Penajam Paser Utara, Kalimantan Timur – Praktik perjudian sabung ayam dan judi dadu yang telah lama meresahkan masyarakat di Kelurahan Lawe-Lawe serta Desa Giripurwa, Kecamatan Penajam, Kabupaten Penajam Paser Utara (PPU), akhirnya ditertibkan secara menyeluruh. Tindakan tegas ini merupakan respons konkret dari aparat gabungan menyusul banyaknya laporan warga yang merasa terganggu oleh aktivitas ilegal tersebut.
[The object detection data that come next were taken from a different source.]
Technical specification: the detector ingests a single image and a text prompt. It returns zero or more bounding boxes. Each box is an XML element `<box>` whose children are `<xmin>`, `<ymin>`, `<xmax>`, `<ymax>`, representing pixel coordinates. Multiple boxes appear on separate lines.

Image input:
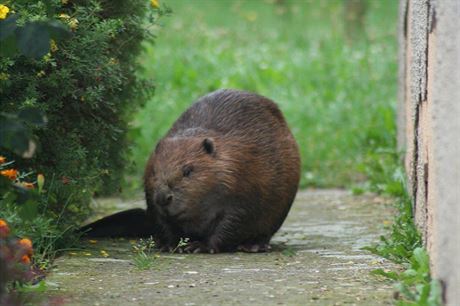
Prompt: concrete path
<box><xmin>47</xmin><ymin>190</ymin><xmax>395</xmax><ymax>306</ymax></box>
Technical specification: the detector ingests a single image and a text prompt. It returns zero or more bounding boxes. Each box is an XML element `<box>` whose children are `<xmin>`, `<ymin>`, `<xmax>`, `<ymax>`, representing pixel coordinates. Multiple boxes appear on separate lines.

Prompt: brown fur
<box><xmin>144</xmin><ymin>90</ymin><xmax>300</xmax><ymax>252</ymax></box>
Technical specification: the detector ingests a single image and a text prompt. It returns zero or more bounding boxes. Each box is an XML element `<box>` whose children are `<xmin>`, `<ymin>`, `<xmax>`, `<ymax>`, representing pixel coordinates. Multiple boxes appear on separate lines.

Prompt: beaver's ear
<box><xmin>202</xmin><ymin>138</ymin><xmax>214</xmax><ymax>154</ymax></box>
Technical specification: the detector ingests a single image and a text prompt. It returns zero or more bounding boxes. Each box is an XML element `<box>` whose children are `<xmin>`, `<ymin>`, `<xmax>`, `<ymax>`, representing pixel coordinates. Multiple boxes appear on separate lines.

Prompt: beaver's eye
<box><xmin>182</xmin><ymin>165</ymin><xmax>193</xmax><ymax>177</ymax></box>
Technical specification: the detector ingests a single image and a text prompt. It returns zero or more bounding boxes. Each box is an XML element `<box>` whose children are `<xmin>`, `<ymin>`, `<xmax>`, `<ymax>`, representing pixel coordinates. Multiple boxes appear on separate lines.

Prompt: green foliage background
<box><xmin>131</xmin><ymin>0</ymin><xmax>398</xmax><ymax>187</ymax></box>
<box><xmin>0</xmin><ymin>0</ymin><xmax>156</xmax><ymax>222</ymax></box>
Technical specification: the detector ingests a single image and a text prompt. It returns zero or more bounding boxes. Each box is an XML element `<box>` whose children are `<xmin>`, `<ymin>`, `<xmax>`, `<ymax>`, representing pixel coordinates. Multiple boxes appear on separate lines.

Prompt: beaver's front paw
<box><xmin>184</xmin><ymin>241</ymin><xmax>219</xmax><ymax>254</ymax></box>
<box><xmin>237</xmin><ymin>243</ymin><xmax>271</xmax><ymax>253</ymax></box>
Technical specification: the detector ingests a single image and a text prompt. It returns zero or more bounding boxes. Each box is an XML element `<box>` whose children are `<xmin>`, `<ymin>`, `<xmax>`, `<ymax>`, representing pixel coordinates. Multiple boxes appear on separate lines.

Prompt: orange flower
<box><xmin>21</xmin><ymin>255</ymin><xmax>30</xmax><ymax>265</ymax></box>
<box><xmin>18</xmin><ymin>238</ymin><xmax>33</xmax><ymax>256</ymax></box>
<box><xmin>0</xmin><ymin>169</ymin><xmax>18</xmax><ymax>181</ymax></box>
<box><xmin>0</xmin><ymin>219</ymin><xmax>10</xmax><ymax>238</ymax></box>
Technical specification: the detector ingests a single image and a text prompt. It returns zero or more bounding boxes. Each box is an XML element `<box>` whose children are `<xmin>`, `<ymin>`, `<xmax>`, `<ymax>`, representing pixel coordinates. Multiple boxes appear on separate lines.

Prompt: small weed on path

Operasi penertiban skala besar ini melibatkan personel gabungan dari Polsek Penajam, Koramil Penajam, Satuan Polisi Pamong Praja (Satpol PP), serta unsur pemerintah kecamatan. Mereka bergerak serentak pada Senin, 18 Mei 2026, untuk melakukan pembongkaran dan pemusnahan di sejumlah lokasi yang teridentifikasi sebagai sarang perjudian. Ironisnya, area yang sama ini dilaporkan pernah ditertibkan pada tahun 2025, menandakan betapa gigihnya para pelaku mencoba menghidupkan kembali kegiatan haram tersebut.
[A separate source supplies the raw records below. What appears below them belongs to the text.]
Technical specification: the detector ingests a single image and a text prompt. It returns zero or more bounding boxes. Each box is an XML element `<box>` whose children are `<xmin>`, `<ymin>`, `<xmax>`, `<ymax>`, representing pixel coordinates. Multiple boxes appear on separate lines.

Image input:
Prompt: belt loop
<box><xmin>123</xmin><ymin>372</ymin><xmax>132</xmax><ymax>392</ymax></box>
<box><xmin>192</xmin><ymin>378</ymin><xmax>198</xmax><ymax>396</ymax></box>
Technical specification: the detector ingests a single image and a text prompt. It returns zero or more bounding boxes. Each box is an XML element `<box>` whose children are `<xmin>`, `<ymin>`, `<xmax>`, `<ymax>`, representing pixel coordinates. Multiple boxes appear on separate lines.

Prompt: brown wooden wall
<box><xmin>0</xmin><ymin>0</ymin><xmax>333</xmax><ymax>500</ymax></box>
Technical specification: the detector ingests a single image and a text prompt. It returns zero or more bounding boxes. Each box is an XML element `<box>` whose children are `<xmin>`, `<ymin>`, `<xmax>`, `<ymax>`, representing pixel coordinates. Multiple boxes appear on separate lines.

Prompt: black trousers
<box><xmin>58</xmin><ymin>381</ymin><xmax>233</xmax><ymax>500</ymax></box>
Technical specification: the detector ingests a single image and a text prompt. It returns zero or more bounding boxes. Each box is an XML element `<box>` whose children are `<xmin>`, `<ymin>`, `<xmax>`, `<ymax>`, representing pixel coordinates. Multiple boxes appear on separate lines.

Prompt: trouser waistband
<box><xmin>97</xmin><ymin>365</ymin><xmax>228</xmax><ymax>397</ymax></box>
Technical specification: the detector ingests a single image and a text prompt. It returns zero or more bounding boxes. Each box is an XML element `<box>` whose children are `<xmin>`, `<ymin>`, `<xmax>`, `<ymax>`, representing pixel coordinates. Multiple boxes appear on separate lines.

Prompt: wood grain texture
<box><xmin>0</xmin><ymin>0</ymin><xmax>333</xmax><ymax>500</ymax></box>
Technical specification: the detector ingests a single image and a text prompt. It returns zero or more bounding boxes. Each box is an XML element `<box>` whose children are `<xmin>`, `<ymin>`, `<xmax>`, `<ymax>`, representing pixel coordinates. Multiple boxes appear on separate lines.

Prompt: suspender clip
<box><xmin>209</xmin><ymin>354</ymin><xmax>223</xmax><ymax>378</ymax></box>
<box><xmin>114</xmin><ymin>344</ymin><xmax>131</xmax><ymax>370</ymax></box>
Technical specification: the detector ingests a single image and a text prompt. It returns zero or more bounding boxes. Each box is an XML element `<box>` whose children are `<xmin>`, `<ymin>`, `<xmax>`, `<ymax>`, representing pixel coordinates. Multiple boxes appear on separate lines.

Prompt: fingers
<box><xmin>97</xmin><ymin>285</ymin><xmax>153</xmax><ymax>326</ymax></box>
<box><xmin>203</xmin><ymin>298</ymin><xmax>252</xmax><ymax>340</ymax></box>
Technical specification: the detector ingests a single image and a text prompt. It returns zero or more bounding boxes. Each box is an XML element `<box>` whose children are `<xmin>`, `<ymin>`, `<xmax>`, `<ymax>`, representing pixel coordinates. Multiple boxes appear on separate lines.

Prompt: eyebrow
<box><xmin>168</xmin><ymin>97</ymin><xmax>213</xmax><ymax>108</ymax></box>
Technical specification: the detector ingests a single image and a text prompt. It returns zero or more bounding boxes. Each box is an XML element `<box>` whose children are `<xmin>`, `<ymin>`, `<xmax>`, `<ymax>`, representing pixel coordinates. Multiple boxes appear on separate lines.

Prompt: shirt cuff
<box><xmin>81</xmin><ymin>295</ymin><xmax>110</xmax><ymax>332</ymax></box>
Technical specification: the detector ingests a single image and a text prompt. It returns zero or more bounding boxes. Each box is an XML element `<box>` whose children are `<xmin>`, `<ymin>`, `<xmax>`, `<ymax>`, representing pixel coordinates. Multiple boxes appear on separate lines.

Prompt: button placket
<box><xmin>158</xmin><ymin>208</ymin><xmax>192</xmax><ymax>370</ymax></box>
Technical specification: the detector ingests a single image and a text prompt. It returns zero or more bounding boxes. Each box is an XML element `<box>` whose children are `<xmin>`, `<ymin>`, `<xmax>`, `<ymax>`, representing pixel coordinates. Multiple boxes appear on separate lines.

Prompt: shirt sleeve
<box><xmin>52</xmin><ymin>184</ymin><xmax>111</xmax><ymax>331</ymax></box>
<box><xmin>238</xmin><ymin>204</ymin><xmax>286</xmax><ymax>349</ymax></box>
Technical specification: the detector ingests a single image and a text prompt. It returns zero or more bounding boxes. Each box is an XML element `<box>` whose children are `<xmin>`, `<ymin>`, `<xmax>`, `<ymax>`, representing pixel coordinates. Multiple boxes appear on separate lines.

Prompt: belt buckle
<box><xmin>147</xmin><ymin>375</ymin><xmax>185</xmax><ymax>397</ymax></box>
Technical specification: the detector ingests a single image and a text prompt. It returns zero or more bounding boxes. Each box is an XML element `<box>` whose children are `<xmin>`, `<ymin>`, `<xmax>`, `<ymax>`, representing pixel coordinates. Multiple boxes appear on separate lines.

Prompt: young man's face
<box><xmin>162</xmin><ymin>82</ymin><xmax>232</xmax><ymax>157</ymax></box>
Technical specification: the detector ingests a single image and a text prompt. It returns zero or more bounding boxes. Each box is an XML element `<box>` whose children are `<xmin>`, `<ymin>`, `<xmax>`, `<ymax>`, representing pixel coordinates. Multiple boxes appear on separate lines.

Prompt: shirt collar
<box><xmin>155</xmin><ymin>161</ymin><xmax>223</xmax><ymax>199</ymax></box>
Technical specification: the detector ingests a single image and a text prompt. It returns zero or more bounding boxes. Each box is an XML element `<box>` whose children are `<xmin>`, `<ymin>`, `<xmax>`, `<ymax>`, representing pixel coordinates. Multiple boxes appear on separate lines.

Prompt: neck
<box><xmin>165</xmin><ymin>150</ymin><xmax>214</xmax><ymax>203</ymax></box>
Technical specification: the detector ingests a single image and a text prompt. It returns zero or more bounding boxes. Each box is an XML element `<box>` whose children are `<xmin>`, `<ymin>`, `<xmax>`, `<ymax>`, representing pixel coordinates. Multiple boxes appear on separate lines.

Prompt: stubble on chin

Menurut Kapolres Penajam Paser Utara, AKBP Andreas Alek Danantara, yang pernyataannya disampaikan melalui Kapolsek Penajam AKP Syaifudin, operasi ini diawali dengan apel bersama di Kantor Kecamatan Penajam. Koordinasi lintas instansi ini menunjukkan keseriusan aparat dalam memberantas segala bentuk penyakit masyarakat yang mengganggu ketertiban umum.
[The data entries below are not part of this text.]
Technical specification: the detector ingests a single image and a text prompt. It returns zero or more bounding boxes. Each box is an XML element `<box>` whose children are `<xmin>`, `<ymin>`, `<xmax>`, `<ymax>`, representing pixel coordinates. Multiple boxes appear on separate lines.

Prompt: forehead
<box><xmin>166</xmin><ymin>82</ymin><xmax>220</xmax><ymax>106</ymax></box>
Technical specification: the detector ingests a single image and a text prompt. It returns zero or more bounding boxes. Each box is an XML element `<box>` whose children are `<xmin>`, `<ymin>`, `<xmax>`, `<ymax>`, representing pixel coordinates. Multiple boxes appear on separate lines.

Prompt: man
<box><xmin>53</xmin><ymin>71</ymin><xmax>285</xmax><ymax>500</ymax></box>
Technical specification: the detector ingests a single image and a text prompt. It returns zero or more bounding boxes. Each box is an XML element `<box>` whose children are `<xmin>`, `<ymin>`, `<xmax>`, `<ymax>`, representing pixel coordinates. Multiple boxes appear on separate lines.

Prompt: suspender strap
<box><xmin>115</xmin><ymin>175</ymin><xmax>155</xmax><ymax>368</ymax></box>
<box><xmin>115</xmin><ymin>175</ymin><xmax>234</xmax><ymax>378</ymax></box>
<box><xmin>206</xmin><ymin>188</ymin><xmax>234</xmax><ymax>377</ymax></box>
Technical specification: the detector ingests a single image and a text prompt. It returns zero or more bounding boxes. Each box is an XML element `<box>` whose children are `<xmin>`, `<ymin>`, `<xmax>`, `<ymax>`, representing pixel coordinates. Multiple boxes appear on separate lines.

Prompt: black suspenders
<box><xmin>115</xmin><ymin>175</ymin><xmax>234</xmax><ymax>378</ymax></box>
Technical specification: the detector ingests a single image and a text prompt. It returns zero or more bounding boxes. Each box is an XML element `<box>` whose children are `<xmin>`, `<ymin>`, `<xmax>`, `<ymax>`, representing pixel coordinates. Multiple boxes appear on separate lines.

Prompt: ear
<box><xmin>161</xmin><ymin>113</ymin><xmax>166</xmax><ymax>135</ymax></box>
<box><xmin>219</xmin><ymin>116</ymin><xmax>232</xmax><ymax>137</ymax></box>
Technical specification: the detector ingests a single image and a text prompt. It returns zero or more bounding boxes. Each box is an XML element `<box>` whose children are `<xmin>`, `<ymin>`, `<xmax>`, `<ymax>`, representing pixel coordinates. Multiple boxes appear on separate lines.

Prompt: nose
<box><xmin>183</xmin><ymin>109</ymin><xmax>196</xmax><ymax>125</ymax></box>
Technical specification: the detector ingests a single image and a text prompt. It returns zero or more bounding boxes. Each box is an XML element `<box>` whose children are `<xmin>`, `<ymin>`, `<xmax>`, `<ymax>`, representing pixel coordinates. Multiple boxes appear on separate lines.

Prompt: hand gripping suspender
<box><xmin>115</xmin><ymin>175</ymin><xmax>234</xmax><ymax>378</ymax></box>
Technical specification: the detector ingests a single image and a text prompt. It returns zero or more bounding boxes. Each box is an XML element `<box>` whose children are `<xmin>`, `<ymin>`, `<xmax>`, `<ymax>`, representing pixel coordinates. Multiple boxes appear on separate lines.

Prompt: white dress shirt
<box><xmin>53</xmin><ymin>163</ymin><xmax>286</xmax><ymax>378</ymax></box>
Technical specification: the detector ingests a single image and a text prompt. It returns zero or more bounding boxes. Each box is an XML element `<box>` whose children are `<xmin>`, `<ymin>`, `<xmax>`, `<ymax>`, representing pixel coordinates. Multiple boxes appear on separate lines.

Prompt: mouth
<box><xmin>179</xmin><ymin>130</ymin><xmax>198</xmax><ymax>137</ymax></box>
Tim gabungan pertama kali menyisir lokasi di RT 003 Kelurahan Lawe-Lawe. Di sana, petugas menemukan sebuah bangunan yang diduga kuat difungsikan sebagai arena perjudian sabung ayam dan judi dadu. Tanpa ragu, bangunan semipermanen tersebut langsung dibongkar dan dimusnahkan dengan cara dibakar di tempat, guna memastikan aktivitas serupa tidak dapat beroperasi kembali.
Setelah menuntaskan penertiban di Lawe-Lawe, operasi dilanjutkan ke RT 01 Desa Giripurwa. Di lokasi kedua ini, pemandangan serupa kembali ditemukan. Petugas kembali menghancurkan bangunan yang secara spesifik dirancang untuk judi sabung ayam dan dadu. Bahkan, warung kopi di sekitarnya yang disinyalir menjadi fasilitas pendukung atau tempat berkumpul para penjudi turut dibongkar sebagai langkah preventif.
AKP Syaifudin menegaskan komitmen kuat aparat kepolisian bersama seluruh unsur terkait untuk tidak memberikan toleransi sedikit pun terhadap praktik perjudian. "Kami bersama unsur terkait berkomitmen untuk terus melakukan penindakan terhadap segala bentuk penyakit masyarakat yang dapat mengganggu situasi kamtibmas (keamanan dan ketertiban masyarakat)," ujarnya. Perjudian, menurutnya, bukan hanya melanggar hukum, tetapi juga menjadi pemicu berbagai bentuk kriminalitas lain seperti pencurian, kekerasan, hingga masalah ekonomi di tengah masyarakat.
Penegasan ini sejalan dengan Pasal 303 Kitab Undang-Undang Hukum Pidana (KUHP) yang secara jelas melarang praktik perjudian. Aparat keamanan di PPU bertekad untuk menciptakan lingkungan yang aman dan bebas dari pengaruh buruk aktivitas ilegal tersebut, demi menjaga kondusivitas wilayah, terutama mengingat PPU merupakan salah satu daerah penyangga Ibu Kota Nusantara (IKN).
Diharapkan, penertiban kali ini tidak hanya memberikan efek jera kepada para pelaku, tetapi juga secara signifikan meminimalisir aktivitas perjudian di seluruh wilayah Kecamatan Penajam. Lebih lanjut, AKP Syaifudin menekankan pentingnya sinergi yang berkelanjutan antara aparat keamanan, pemerintah daerah, dan partisipasi aktif masyarakat. "Selain itu, sinergitas antara aparat keamanan, pemerintah daerah, dan masyarakat diharapkan semakin kuat dalam mencegah berbagai bentuk penyakit masyarakat," pungkasnya. Kolaborasi ini menjadi kunci utama dalam menciptakan lingkungan yang kondusif dan masyarakat yang sejahtera, jauh dari jerat perjudian.